Sand is everywhere and most of us take it for granted, but not Dr. Gary Greenberg. He is the photographer behind these exceptional macro shots of sand. He was a filmmaker and photographer until he decided to move to London to pursue his PhD in biomedical research. Dr. Greenberg also patented the 3D microscopes that he uses to take these incredible pictures. With Dr. Greenberg’s incredibly close-up shots, the viewer can see the beauty of each individual grain of sand. Who knew that gritty stuff between your toes in the beach could be so pretty?
“This is the only thing I like to do and why I wake up in the morning.” said Henry Leutwyler, photographer of the stars. He was born in Switzerland in 1961. He moved to France to become an apprentice to Gilles Tapie, a distinguished photographer.
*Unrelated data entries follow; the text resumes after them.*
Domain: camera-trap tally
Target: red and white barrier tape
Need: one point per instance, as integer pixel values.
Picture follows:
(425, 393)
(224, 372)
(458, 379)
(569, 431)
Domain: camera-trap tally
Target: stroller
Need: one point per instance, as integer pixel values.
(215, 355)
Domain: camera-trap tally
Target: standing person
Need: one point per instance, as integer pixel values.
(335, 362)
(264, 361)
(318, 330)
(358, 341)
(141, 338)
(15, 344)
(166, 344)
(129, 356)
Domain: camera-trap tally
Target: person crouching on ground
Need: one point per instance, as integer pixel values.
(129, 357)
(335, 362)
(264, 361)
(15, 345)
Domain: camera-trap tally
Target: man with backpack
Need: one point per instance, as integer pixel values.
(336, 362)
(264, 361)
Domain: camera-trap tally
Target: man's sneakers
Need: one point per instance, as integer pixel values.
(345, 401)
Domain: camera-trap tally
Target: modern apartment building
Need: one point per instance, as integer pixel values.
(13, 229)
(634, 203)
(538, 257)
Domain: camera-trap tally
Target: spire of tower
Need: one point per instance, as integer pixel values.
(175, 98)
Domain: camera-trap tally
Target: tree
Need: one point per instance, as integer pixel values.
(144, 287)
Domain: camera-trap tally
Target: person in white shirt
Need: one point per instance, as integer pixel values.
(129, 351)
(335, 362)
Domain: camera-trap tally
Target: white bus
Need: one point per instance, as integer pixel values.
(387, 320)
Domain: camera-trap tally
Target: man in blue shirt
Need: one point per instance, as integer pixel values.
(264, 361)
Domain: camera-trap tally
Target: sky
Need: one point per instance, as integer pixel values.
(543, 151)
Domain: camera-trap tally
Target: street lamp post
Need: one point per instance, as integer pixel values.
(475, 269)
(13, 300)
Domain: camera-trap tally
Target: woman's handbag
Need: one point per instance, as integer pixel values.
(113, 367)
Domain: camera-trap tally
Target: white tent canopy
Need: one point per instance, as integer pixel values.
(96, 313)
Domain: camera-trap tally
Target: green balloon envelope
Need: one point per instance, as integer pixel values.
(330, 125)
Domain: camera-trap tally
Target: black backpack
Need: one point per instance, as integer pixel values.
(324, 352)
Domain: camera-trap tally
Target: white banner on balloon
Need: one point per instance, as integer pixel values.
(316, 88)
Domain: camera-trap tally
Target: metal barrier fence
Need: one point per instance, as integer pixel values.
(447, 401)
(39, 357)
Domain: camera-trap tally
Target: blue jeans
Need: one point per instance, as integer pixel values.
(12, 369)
After firmly establishing himself as a talented editorial photographer, he moved to the Big Apple in the mid-90s. These days, he captures portraits for big Hollywood stars like Julia Roberts, Martin Scorses, Lucy Liu, Robert Downey Jr., and Rihanna. He said: “There’s a whole new vocabulary surrounding photography that I find quite vulgar. For me, it’s not about ‘shooting’ and sensationalism. It’s a magic moment that happens in the first few minutes of a sitting. Revealing something from out of my subjects that isn’t obvious — finding the beauty within.”
Handy Andy Pandy is a Melbourne-based, redhead photographer who is currently keeping up with his self-imposed 365-day challenge. For those not familiar with the challenge, the rules are simple. Take a photograph. Once a day, everyday, for 365 days straight! Most who do take on the challenge wash out after several months for lack of time, opportunity, or creativity. Not Handy Andy Pandy though, this guy has creativity out the wazoo. Sometimes, it takes him anywhere between six to seven hours to capture that perfect shot. He said: “I’m smack bang in the middle of a 365 Project and loving it! I’m trying to challenge myself and push myself to grow as a photographer and a photomanipulator”. When not carving a lightning bolt into his forehead, Andy contributes for the online photography site F Stop Lounge. He is also available for freelance work.